A riverside café looks out over the Lee for a coffee between rooms, and the shop carries art books, prints and locally made jewellery and craft.
Events and workshops
Education runs through the place. Across the year it puts on:
- Workshops – hands-on sessions for adults and families, usually tied to the current show.
- Film screenings – curated to complement the exhibitions.
- Talks – lecture series and artist talks with Irish and international names.
- Tours – regular public tours, plus school tours mapped to the national curriculum.
Most are free; some specialist courses carry a modest fee, and families with children under 12 can join most workshops at no cost.
Visitor information
| Item | Details |
|---|---|
| Opening hours | Tuesday–Sunday 11.00am–5.00pm; closed Mondays |
| Admission | Free – suggested donation €5 (students free) |
| How long | 1–2 hours for the exhibitions, plus about 30 minutes for the café and shop |
| Phone | +353 21 490 1844 |
| info@glucksman.org | |
| Accessibility | Ramps to the entrance plaza; lifts to all three levels; tactile signage |
| Facilities | Riverside café, shop, free Wi-Fi, baby-changing |
No booking is needed for general visits, but larger school groups should contact the gallery ahead to arrange a tour.
Getting there
The Glucksman is at the main UCC entrance on Western Road (T12 K8AF), a 10–15 minute walk from the city centre.
- Bus – several Bus Éireann routes (202, 215 among them) stop on Western Road.
- Train – Cork Kent station is about 3.3 km away, roughly 40 minutes on foot or reachable by local bus to Western Road.
- Cycling – cycle lanes run along the Lee between the city centre and the campus.
- Parking – on-site parking is limited; there is free street parking around the university precinct, but allow time to find a space.

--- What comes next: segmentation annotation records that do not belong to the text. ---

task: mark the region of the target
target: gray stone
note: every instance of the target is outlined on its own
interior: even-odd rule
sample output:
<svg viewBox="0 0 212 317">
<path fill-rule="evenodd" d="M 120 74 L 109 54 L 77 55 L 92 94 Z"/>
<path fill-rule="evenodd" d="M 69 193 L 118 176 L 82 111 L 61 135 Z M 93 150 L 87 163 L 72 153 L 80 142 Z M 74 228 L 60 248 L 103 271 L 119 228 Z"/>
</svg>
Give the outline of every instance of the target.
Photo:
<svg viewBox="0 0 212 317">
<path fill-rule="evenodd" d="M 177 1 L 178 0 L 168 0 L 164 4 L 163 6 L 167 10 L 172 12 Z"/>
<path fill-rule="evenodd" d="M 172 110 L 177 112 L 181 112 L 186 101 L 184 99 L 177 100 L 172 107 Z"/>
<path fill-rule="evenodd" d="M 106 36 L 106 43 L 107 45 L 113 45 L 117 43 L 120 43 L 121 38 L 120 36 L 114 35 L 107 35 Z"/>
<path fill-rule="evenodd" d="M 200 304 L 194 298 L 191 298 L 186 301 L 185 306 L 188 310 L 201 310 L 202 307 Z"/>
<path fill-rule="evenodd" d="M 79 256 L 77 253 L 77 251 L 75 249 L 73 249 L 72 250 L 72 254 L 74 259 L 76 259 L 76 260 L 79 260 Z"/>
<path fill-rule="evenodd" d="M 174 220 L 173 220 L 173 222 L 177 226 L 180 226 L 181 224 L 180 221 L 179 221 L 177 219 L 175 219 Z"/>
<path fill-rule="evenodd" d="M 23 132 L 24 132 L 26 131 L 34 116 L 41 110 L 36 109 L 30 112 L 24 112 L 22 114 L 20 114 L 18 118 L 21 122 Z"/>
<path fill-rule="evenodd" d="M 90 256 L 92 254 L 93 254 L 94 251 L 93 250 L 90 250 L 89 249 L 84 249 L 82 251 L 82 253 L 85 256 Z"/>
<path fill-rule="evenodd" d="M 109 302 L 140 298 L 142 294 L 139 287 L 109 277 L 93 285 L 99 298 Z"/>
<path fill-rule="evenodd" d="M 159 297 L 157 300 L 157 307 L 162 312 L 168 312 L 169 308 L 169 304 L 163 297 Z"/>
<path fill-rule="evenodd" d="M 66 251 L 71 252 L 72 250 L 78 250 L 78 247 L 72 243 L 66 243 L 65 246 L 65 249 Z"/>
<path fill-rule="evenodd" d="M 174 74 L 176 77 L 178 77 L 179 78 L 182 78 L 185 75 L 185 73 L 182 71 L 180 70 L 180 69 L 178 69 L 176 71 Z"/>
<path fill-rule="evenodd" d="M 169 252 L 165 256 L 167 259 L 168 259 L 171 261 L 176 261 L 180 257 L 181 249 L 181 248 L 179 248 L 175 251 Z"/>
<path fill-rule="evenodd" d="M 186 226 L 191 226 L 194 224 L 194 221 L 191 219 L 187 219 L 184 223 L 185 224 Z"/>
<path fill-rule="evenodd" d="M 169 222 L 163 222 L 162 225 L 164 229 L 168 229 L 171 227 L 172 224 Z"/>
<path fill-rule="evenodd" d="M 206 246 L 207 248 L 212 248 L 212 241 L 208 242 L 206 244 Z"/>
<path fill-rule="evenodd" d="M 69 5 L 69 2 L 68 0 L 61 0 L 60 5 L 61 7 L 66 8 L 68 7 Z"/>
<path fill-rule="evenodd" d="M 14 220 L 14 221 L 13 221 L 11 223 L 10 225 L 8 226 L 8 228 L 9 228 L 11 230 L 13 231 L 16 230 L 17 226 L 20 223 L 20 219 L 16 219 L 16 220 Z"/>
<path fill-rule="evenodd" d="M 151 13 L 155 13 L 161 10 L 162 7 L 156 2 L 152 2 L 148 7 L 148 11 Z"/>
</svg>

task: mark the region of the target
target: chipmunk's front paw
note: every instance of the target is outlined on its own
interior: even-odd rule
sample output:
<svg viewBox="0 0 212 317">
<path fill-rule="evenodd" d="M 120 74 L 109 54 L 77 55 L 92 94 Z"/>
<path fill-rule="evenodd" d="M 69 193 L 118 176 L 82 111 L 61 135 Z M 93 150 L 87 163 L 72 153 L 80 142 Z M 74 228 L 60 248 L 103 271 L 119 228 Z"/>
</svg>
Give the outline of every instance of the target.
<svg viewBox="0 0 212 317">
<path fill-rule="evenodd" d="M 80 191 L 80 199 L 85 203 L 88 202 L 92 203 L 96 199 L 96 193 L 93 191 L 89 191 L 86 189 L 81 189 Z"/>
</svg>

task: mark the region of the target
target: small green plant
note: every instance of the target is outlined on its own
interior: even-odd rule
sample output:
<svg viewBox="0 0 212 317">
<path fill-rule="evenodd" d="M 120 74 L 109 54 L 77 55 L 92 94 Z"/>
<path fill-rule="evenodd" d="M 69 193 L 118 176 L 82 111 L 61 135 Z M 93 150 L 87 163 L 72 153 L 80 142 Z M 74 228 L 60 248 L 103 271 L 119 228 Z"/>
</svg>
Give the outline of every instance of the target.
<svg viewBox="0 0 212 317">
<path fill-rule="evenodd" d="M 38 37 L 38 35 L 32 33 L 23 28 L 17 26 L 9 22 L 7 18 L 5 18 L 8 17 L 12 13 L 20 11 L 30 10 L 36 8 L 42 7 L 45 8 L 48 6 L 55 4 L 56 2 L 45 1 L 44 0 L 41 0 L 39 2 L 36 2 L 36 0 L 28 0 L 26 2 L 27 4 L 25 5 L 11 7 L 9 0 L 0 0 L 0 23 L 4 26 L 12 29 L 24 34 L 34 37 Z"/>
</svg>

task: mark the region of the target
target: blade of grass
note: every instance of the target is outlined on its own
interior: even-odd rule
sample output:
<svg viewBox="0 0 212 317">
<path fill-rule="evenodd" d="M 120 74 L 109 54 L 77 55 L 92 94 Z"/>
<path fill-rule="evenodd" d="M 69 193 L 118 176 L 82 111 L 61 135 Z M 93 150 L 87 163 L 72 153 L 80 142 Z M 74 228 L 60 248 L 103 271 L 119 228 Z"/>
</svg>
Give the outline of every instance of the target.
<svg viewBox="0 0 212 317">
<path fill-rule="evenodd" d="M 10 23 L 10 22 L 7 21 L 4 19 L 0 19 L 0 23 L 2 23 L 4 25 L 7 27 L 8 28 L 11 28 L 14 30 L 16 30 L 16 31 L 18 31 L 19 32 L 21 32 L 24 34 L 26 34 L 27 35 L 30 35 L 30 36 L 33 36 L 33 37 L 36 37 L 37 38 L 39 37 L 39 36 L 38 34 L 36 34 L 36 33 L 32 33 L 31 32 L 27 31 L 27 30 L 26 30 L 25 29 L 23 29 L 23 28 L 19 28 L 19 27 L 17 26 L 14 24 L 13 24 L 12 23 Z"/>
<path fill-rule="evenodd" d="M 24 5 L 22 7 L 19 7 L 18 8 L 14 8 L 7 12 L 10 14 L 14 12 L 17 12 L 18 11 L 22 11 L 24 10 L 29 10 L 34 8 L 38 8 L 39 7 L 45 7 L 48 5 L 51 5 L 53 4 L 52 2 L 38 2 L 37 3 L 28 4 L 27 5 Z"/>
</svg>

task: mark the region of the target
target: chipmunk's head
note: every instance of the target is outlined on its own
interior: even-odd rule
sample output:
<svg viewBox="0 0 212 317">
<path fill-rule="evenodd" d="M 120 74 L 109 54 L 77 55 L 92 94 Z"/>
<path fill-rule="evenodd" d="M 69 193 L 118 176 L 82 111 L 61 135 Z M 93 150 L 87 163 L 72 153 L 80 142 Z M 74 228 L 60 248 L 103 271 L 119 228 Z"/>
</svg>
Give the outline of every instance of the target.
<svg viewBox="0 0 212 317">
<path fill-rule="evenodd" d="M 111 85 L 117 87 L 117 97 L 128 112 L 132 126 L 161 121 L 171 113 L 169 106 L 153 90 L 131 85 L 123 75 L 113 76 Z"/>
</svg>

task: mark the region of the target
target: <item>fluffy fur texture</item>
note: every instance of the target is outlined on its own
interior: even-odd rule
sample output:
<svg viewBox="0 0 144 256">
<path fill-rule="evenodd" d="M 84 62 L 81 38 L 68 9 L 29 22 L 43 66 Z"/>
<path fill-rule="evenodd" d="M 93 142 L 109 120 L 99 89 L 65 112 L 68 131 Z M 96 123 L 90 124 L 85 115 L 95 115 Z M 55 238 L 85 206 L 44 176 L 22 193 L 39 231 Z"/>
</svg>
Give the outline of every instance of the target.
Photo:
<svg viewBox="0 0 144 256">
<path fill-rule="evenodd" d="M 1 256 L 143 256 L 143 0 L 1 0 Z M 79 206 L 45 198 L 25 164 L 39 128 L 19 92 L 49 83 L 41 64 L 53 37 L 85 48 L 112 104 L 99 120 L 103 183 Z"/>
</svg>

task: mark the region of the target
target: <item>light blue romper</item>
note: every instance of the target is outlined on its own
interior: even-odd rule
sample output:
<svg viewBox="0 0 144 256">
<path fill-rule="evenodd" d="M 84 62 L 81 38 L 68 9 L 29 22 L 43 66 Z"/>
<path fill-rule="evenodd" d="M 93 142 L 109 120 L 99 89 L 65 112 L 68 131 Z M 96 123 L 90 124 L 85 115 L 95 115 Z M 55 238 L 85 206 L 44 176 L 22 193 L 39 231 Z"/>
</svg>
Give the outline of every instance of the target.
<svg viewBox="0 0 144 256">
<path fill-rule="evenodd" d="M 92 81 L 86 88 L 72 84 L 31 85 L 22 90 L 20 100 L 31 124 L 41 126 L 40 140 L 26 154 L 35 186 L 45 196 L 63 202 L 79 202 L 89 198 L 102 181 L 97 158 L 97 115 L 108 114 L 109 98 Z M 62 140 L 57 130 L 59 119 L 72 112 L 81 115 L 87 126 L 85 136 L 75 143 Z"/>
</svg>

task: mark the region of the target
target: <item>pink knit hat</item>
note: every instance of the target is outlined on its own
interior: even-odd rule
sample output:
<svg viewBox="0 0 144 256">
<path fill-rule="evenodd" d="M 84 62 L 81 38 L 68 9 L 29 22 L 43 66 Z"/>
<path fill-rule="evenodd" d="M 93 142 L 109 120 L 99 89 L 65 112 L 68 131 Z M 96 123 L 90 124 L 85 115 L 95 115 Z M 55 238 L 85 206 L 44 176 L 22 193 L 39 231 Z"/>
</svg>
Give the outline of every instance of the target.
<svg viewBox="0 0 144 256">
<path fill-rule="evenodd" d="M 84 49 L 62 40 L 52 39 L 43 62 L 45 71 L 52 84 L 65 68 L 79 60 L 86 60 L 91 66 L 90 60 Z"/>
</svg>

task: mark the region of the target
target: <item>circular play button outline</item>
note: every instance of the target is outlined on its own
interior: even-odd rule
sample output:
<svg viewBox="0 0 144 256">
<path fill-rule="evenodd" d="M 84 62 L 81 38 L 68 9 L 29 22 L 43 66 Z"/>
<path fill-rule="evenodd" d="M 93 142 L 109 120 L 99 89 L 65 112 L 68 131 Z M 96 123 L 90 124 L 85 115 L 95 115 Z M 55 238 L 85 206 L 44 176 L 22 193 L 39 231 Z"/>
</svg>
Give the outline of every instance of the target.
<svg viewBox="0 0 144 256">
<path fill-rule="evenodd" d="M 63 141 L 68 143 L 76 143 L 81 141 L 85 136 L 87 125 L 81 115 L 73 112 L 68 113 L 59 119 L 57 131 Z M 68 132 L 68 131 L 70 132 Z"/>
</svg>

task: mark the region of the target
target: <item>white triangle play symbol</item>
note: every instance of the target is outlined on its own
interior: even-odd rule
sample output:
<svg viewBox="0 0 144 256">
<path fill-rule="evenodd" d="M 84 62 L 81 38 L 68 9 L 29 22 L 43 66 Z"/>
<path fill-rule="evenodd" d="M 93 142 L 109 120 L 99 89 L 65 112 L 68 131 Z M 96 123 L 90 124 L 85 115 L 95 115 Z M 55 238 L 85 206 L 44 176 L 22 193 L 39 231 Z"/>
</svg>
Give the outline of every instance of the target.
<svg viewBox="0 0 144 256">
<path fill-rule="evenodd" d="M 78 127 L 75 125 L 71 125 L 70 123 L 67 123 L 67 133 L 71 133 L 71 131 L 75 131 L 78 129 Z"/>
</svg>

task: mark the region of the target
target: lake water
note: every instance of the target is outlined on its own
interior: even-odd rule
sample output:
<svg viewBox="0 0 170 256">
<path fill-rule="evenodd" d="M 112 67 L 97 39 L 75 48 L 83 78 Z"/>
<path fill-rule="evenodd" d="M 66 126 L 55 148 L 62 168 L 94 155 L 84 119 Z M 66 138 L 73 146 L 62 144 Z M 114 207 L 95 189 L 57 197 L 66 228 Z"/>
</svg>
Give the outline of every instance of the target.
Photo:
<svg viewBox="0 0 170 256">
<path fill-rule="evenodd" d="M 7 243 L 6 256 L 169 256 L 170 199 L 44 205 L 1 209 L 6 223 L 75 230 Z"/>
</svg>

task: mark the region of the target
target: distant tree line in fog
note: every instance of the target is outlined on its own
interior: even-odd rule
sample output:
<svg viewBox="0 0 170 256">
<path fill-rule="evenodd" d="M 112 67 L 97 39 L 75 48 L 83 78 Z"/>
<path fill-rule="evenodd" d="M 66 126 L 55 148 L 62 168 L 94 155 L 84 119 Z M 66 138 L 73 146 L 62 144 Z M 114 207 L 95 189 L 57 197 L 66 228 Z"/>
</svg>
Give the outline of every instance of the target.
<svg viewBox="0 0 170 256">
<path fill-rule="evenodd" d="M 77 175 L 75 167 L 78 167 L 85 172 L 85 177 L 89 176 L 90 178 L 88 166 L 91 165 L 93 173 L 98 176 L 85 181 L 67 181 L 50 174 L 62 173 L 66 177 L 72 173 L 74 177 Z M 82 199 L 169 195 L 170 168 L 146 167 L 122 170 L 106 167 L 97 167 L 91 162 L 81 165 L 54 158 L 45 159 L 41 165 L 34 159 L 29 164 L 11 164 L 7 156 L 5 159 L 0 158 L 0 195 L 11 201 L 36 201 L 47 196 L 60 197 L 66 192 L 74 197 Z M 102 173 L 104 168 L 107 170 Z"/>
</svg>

- Airport – Cork Airport (ORK) is about 20 minutes by car, or bus 226 to the centre and then a short walk.
Nearby
Tie it in with a wander round the UCC campus, which includes the Great Book of Ireland display. Close by are the Cork Public Museum in Fitzgerald Park, Cork City Hall and the cafés and bars of the Mardyke. The riverside path along the Lee makes a pleasant walk towards Shandon and St Anne’s Church, with its bells.